Алексей Грушевский - Игра в Тарот
Несколько баллист обстреляли его. Но стрелы или били в колонну или перелетали её сверху. К тому же, при каждом выстреле жирный урод, втягивал голову, так что снизу едва оставался, виден только округлый кусок его мелко дрожащей задницы, что, естественно, ещё более усложняло задачу. Стало ясно, при всём мастерстве стрелков, попасть с земли практически невозможно.
— Что будем делать с этим? — наместник указал на колонну.
Посланник и стоящие рядом с ним офицеры были в растерянности. Некоторые из них предлагали строить что-то вроде деревянной башни, на вершине которой можно было бы установить стрелков, которые бы и достали бы затаившегося смутьяна. Другие предлагали принести лестницы. Высказывалось мнение, что можно обрушить колонну.
Чтобы лучше разобраться подошли к массивной и высокой колонне.
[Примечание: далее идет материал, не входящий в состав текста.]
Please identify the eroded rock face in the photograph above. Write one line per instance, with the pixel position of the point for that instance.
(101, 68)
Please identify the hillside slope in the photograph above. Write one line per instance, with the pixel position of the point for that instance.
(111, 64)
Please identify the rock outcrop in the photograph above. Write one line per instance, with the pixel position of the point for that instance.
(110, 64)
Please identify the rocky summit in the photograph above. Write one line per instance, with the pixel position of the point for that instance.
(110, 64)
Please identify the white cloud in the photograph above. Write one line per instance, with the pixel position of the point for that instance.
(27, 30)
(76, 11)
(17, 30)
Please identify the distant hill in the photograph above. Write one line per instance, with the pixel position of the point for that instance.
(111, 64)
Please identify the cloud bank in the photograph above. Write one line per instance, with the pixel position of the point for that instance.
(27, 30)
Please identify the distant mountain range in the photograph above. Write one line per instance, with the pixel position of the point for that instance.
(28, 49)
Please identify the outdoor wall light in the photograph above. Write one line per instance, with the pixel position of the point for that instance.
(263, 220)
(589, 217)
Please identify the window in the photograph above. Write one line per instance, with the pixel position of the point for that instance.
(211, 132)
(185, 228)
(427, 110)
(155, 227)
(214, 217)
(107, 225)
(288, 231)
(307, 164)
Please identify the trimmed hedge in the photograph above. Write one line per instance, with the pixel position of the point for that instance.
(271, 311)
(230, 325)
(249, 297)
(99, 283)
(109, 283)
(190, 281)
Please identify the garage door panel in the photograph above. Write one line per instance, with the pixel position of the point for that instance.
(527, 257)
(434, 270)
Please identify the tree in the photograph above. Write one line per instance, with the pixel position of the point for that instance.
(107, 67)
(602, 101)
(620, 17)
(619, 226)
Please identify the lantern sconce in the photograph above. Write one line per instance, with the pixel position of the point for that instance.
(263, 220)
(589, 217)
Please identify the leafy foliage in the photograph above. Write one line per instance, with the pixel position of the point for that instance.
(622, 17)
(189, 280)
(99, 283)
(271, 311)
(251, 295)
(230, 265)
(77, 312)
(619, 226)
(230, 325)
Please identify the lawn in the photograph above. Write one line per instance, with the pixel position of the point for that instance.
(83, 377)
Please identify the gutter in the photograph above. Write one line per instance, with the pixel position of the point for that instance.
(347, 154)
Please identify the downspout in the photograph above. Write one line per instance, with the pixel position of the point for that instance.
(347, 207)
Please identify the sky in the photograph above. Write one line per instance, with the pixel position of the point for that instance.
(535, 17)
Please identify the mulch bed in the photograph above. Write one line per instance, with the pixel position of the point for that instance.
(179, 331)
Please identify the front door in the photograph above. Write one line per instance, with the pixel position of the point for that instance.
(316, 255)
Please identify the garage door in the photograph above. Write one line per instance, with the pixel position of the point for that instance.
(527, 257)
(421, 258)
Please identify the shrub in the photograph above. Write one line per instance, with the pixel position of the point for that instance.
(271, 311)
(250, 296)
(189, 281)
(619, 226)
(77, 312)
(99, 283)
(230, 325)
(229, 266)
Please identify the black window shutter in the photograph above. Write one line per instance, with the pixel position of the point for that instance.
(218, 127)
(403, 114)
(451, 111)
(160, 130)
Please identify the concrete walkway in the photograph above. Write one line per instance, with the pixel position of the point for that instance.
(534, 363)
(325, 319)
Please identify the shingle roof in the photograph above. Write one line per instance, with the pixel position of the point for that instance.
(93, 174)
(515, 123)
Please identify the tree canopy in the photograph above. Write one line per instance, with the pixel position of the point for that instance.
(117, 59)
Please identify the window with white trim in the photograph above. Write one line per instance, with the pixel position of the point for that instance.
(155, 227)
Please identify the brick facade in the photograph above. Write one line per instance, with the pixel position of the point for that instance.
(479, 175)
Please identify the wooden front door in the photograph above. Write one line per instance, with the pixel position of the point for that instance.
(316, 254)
Стало ясно, что для её обрушения или создания башни понадобиться много времени, а лестницы и вовсе не дотянуться до вершины.
— А если обложить вязанками хвороста и поджечь? — скромно предложил какой-то совсем молодой центурион.
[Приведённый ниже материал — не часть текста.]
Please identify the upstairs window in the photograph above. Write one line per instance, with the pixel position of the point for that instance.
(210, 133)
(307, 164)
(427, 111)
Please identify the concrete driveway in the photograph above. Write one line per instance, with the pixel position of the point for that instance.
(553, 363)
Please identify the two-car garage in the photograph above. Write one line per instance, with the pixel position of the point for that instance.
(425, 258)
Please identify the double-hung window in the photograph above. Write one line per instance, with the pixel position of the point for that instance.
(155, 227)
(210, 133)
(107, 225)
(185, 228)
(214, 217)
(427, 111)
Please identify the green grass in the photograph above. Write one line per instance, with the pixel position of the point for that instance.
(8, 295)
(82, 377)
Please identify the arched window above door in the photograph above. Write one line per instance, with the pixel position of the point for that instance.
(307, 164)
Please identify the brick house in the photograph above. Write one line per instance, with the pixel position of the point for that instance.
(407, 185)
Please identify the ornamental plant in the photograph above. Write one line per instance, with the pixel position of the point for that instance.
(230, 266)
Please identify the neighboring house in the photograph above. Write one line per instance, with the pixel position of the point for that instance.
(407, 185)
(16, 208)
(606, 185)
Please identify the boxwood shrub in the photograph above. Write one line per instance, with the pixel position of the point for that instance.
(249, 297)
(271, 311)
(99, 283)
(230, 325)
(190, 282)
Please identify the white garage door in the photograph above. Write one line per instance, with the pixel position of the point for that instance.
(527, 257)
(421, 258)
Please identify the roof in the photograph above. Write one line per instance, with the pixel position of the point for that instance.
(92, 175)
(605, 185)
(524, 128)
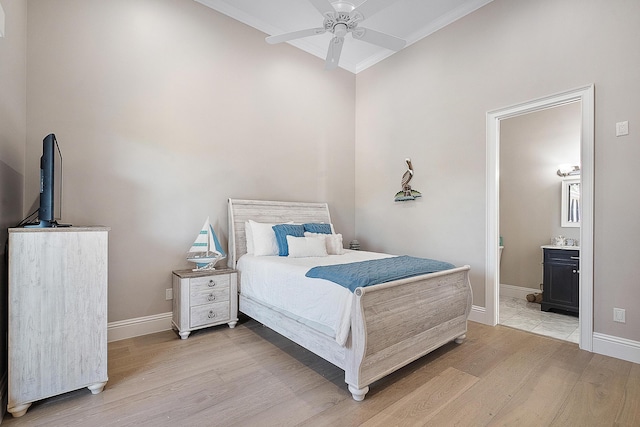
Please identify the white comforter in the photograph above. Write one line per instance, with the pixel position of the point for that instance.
(281, 283)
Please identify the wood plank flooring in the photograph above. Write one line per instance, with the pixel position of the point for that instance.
(251, 376)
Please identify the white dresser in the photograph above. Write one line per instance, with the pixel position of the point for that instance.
(57, 313)
(204, 298)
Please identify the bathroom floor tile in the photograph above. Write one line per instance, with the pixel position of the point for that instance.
(520, 314)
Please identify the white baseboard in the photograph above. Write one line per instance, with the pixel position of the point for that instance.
(620, 348)
(478, 314)
(516, 291)
(130, 328)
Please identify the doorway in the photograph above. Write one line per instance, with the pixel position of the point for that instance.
(533, 148)
(585, 96)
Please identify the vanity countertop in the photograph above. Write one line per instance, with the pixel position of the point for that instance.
(566, 248)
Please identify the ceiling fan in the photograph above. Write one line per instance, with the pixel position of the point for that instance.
(340, 18)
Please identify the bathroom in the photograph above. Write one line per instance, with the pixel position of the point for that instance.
(539, 216)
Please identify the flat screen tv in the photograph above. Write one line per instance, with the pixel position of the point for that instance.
(50, 210)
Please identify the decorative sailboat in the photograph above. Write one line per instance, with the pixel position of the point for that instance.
(206, 251)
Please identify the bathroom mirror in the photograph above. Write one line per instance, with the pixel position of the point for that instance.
(570, 210)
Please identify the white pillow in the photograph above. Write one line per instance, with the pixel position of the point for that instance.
(263, 238)
(300, 247)
(248, 234)
(333, 242)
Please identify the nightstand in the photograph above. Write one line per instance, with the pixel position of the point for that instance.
(204, 298)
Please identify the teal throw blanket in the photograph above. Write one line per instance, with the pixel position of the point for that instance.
(372, 272)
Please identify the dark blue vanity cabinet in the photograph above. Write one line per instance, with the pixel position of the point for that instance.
(561, 279)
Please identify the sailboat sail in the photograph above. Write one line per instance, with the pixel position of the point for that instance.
(206, 249)
(201, 244)
(214, 243)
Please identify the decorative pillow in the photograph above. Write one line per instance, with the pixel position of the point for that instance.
(282, 231)
(248, 237)
(300, 247)
(333, 242)
(315, 227)
(263, 238)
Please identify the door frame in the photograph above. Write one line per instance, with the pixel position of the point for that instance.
(585, 95)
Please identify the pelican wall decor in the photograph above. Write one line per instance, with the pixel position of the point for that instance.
(407, 193)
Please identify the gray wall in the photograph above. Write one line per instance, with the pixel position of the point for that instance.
(531, 148)
(13, 118)
(429, 102)
(165, 109)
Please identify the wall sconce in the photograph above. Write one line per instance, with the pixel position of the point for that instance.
(568, 170)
— Придётся притащить очень много хвороста — заметил наместник, грустно думая, что когда-то это величайший образец мастерства городских камнерезов — высокая, стройная, без единого изъяна мраморная колона, вырубленная из единого монолита, почернеет от пламени, или даже треснет и рухнет.
Мразогорий, свесив за край капители свою жирную харю, внимательно слушал это совещание, как-то печально не то, вздыхая, не что-то протяжно стеная, а может, и, бормоча что-то нечленораздельное. Когда же совет склонился к варианту развести огонь, он завыл протяжно и громко:
— Проклина-а-а-аю дети сатаны! А-а-а-а-а-а-а….Не надо-о-о-о-о!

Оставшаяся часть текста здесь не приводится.